For decades, the church was the largest participant in American Scouting, with approximately 425,000 Latter-day Saint youths in Cub and Boy Scout programs. Latter-day Saints accounted for about 19% of BSA’s 2.2 million membership, according to the Boy Scouts. Scouting was even bigger in Utah, with more than 90% of its participants belonging to church-sponsored units.

While the end of the century-old alliance stings, the Great Salt Lake Council — which includes Salt Lake, Tooele and Summit counties, along with the southern portion of Davis County — carries on.

The Boy Scouts provided no information on troop or staff reductions in Utah’s two other councils — Trapper Trails in Ogden and Utah National Parks in Orem.

“While we hope that some families that have been a part of Scouting in the church will continue their Scouting journey," Downing wrote. "We also recognize that more than half of the Salt Lake City metropolitan area is not associated with The Church of Jesus Christ of Latter-day Saints, and we welcome the opportunity to bring the benefit of Scouting to these families in our area.”

The LDS Church has created a new program to help their young people grow intellectually, spiritually, socially and physically. It also weaves in camping and other outdoor activities.

While the two organizations once were on the same page, their paths began to diverge in May 2013, when the Boy Scouts of America’s governing body voted to end its longstanding ban on gay members, opening Scouting to all boys, regardless of sexual orientation.

Three years later, the organization dropped its prohibition of gay adult leaders. In 2017, the organization announced that girls would be able to participate in Cub Scouts and Boy Scouts.

The following year, the LDS Church announced its planned separation from Scouting.

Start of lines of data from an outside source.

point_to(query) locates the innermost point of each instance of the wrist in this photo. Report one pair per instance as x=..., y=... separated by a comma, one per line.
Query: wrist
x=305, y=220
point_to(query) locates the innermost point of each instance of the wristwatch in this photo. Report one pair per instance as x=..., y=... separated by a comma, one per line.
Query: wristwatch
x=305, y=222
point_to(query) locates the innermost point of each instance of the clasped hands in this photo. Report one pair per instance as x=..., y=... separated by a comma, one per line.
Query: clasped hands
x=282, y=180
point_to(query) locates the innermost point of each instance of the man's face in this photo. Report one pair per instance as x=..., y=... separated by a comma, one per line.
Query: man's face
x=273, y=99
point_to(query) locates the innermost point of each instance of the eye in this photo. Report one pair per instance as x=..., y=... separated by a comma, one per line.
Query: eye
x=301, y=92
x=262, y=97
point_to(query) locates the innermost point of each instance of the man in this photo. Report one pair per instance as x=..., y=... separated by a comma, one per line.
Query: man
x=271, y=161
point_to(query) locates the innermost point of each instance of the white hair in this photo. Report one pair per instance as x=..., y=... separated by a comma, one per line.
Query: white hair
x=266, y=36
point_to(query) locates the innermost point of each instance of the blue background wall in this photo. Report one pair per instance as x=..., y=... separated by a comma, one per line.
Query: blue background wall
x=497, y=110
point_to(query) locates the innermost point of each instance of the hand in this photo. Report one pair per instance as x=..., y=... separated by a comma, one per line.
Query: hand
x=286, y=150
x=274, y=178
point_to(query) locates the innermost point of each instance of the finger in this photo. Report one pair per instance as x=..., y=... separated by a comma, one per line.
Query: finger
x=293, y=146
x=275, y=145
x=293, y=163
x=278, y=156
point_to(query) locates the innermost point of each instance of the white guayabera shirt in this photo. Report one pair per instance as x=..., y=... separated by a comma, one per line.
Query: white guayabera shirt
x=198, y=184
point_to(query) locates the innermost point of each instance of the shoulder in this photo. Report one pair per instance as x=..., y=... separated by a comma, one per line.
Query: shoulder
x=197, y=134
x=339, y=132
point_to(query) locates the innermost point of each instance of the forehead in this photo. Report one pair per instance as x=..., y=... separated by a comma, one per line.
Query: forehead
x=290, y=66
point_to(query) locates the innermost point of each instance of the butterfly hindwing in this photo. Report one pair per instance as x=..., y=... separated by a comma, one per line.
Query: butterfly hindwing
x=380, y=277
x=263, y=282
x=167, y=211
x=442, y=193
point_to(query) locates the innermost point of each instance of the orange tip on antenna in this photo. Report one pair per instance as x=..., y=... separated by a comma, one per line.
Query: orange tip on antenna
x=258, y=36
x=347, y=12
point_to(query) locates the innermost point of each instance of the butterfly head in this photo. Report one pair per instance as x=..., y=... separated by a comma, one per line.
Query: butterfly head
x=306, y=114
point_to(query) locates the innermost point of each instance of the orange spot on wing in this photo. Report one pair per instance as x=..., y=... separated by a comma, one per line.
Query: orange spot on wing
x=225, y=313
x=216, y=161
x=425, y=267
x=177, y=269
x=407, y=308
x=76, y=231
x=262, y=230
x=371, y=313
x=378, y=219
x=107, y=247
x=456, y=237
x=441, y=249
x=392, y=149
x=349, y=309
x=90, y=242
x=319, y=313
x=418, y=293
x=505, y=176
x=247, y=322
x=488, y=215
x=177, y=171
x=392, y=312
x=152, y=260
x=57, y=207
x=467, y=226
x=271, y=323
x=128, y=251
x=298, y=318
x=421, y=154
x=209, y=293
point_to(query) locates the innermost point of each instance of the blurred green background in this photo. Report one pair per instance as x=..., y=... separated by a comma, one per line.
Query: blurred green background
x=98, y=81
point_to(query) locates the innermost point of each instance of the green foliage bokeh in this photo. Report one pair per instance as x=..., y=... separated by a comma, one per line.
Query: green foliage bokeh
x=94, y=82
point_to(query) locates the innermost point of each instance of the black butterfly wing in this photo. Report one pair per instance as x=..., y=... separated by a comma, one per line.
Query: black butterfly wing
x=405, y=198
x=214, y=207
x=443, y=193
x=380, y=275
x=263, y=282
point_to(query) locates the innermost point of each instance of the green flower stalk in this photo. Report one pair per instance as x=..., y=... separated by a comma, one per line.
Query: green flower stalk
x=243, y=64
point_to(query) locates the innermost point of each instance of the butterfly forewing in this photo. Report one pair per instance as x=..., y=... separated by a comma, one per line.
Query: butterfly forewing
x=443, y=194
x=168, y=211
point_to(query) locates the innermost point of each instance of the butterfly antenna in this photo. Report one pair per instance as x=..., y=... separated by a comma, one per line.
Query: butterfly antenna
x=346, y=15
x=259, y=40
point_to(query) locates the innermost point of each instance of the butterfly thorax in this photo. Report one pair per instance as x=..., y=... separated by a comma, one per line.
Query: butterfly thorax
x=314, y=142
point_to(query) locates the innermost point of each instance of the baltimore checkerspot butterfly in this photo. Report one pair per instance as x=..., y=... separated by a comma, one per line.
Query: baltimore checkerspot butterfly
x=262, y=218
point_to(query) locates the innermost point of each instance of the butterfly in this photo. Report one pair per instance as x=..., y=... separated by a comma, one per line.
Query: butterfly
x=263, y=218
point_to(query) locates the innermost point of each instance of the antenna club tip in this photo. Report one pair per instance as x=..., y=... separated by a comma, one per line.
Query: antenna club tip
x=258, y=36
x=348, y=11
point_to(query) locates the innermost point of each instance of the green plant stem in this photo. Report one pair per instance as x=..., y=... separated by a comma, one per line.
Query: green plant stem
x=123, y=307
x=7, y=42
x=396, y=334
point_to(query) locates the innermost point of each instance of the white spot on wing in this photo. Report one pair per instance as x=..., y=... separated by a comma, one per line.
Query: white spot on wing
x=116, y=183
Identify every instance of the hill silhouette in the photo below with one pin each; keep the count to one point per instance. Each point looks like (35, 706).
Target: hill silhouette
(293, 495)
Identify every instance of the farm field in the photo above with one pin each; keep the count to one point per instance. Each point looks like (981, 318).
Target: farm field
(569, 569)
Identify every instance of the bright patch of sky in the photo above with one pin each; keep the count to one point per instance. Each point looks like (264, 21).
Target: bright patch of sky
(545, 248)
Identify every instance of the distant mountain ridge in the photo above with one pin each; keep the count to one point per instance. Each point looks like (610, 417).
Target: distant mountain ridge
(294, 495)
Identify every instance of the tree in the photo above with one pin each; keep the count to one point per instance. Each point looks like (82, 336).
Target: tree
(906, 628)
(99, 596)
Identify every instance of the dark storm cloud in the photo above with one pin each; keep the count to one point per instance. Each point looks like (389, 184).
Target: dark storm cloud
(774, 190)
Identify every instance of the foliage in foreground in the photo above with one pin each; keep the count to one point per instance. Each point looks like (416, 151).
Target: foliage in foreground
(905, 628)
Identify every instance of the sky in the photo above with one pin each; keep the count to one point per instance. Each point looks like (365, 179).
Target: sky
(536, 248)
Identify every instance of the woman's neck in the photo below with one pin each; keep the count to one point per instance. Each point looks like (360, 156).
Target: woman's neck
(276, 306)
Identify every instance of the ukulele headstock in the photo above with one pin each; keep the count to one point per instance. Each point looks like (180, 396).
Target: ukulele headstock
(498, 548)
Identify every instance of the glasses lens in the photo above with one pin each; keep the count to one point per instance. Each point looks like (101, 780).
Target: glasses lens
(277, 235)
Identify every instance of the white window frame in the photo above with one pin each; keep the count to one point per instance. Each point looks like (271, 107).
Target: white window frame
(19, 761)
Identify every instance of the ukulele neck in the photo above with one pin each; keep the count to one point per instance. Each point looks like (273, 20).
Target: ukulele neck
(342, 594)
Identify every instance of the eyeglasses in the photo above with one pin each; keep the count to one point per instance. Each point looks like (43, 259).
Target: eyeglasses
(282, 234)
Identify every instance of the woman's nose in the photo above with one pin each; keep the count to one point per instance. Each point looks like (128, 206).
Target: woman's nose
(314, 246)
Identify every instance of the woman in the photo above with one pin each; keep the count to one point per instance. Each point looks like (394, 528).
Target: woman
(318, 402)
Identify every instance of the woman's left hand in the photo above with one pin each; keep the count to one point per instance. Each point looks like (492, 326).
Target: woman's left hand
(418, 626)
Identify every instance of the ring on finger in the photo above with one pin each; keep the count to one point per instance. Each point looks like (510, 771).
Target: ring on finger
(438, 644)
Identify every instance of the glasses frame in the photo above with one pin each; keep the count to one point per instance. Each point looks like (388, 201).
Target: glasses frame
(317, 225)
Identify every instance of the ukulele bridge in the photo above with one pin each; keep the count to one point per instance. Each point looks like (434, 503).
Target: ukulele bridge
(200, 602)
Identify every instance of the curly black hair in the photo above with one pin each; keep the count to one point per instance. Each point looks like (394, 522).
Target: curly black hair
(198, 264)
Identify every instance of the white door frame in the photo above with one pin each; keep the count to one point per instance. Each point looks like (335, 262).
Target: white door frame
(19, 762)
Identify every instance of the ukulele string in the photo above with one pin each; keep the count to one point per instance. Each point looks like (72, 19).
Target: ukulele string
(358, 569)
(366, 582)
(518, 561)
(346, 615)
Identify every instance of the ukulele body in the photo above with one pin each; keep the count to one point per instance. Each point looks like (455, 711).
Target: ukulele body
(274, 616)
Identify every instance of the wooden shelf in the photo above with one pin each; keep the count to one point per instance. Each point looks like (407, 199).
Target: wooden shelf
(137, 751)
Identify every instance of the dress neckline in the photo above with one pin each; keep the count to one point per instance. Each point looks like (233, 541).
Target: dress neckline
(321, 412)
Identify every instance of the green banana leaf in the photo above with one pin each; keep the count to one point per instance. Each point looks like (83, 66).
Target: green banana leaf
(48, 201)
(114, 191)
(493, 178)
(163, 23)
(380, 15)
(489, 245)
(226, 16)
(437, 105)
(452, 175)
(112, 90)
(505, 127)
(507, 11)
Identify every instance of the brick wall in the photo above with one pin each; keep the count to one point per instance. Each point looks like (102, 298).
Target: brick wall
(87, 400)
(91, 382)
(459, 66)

M. Russell Ballard, acting president of the faith’s Quorum of the Twelve Apostles, said recently the Utah-based church severed its ties with the Boy Scouts partly because the organization made changes that pushed it away.

“We didn’t really leave them; they kind of left us,” Ballard told The Associated Press. “The direction they were going was not consistent to what we feel our youth need to have ... to survive in the world that lies ahead for them.”